Creativity for me is really defined by people. By watching other people I unlock my creativity and channel it. Stories don’t come from any one person’s state of mind, from one ideology, from one place. Within every person are the ingredients I need to make my stories. Nothing exists in a vacuum. I can only write based on what I can observe.
Given that, living in the suburbs sucks sometimes.
When I’m in cities, ideas sprout, they take root. I am exposed to lives I would not otherwise be able to observe. I see food carts, hear languages not my own. People do things I don’t expect, spectacles both small and grand fly by. There are dog walkers, pamphlet givers, sandwich board wearers, drug dealers, big shots, suits, beggars, cops, saints, and sinners. The density in these places are greater, and the more dense the better.
I learned this in Philadelphia when I arrived for my first year of college. I’d amble down to Rittenhouse Square and just observe. I’d watch bums harass passersby until cops came to harass the bums. I’d watch the well to do go into their highrise apartments while street vendors sold pretzels and questionable cheesesteaks to kids like me. There’d be artists drawing and musicians playing, from the wretchedly bad to the sublimely talented. Pomeranian dogs slip leashes and roll like Sonic the Hedgehog into clumps of people endeared to said dog with furious and unpreventable kawaii overload. From inside this human tableaux I drew countless stories and scenes, and I have built worlds for them to live in.
By no means was I ever constrained to people watching at Rittenhouse though. Any SEPTA station in town would do – 30th Street, Suburban, Market East – any trolley or subway stop. South Street. The Vet, and later Citizen’s Bank Park. The Italian (or now, more aptly, the Vietnamese-Korean) Market. Chinatown. Philadelphia has density on it’s side.

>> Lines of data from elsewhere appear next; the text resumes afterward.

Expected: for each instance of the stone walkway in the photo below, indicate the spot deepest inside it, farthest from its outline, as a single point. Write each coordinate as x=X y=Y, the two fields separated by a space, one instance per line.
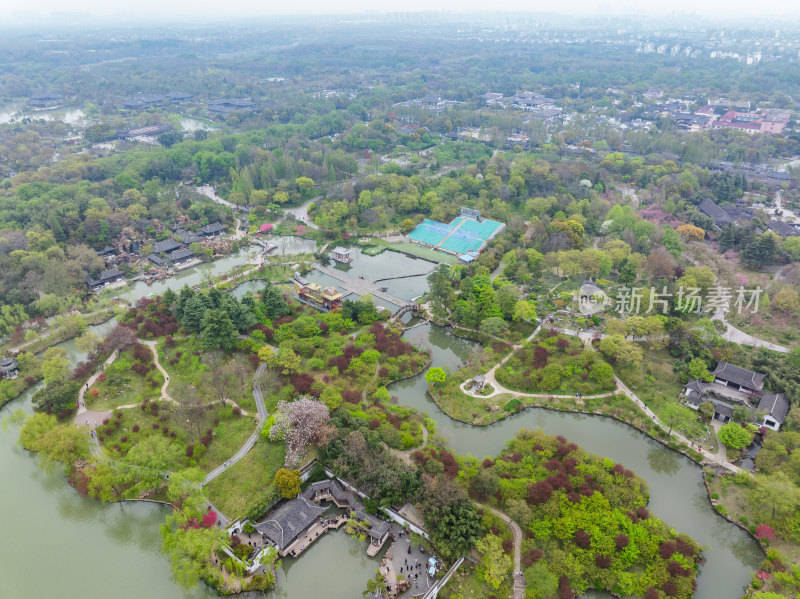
x=251 y=441
x=91 y=381
x=719 y=458
x=398 y=557
x=153 y=348
x=516 y=531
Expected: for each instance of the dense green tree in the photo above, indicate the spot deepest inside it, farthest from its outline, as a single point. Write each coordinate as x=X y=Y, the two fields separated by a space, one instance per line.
x=218 y=331
x=495 y=564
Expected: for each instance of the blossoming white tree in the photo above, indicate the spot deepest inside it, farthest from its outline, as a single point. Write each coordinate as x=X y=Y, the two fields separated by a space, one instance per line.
x=298 y=423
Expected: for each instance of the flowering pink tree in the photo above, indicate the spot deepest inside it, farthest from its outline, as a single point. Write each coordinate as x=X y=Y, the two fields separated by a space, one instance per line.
x=298 y=424
x=210 y=519
x=765 y=532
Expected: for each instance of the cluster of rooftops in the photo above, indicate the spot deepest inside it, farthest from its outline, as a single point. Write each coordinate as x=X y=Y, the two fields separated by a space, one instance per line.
x=293 y=518
x=731 y=214
x=176 y=250
x=734 y=386
x=171 y=251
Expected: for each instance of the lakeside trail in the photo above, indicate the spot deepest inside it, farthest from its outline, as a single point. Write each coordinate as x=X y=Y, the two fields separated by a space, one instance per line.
x=518 y=576
x=733 y=334
x=251 y=440
x=719 y=458
x=91 y=418
x=92 y=379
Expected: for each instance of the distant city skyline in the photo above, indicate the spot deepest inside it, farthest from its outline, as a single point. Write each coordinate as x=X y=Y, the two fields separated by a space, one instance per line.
x=49 y=11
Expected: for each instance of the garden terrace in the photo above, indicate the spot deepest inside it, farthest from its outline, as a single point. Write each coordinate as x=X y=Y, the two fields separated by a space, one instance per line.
x=166 y=437
x=128 y=380
x=557 y=364
x=468 y=582
x=199 y=375
x=246 y=488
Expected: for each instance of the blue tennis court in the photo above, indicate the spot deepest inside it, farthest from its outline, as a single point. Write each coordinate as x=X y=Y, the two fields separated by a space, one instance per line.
x=462 y=235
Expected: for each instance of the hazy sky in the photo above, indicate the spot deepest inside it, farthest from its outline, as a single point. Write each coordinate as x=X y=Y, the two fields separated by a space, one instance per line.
x=167 y=9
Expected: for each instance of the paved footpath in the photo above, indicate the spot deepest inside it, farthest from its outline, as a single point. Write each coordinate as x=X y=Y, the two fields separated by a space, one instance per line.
x=251 y=441
x=516 y=531
x=90 y=382
x=719 y=458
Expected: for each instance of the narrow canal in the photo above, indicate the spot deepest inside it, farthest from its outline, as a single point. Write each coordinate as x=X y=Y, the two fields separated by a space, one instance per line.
x=91 y=549
x=677 y=493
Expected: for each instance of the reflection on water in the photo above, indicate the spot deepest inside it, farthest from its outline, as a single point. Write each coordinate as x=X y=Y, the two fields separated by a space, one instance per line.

Then I went to New York this past week. You want to talk density, New York will give you a million stories and more per square mile than any other American city (though the New York Yankees and their fans make the city intolerable to live in). Upon entering Times Square, I encountered two people in the 89 degree heat and humidity dressed in full-on Predator costumes. I ran into an Asian Food Festival. I was swept into foot traffic that never lets up. I encountered every alt subculture imaginable churning through the subway. The subway itself is a beast of its own making, with seemingly endless tunnels and labyrinths waiting for exploration.
I’ve only been to two other places that compete on that level for density, and they too make for great places to sow ideas and wait for fruit to come. London with it’s years of empire and conflict. If there’s a place that out melting pots New York, it’s London, and that was almost twenty years ago in my case. The other is Tokyo, where it seems the entire population lives stacked on top of one another. It washes away all of my other direct experiences when it comes to pure overload and fodder for a million stories. As a devoted Japanophile, I draw quite a bit from the mere eleven days I had there, immersed in a completely different place.
Ultimately, these experiences fuel the fires inside of me. They make my writing what I want it to be. I suppose that somewhere there’s another writer out there who just sits out at a lake and draws from it the way I do from throngs of humans around me – but I’m not that author. We will forever misunderstand each other from the different sides of our shared coin. I’ll need constant food for thought from the streets, alleys, and thoroughfares of the world’s largest places to draw from.
I’ll need to explore more. And I plan to do just that.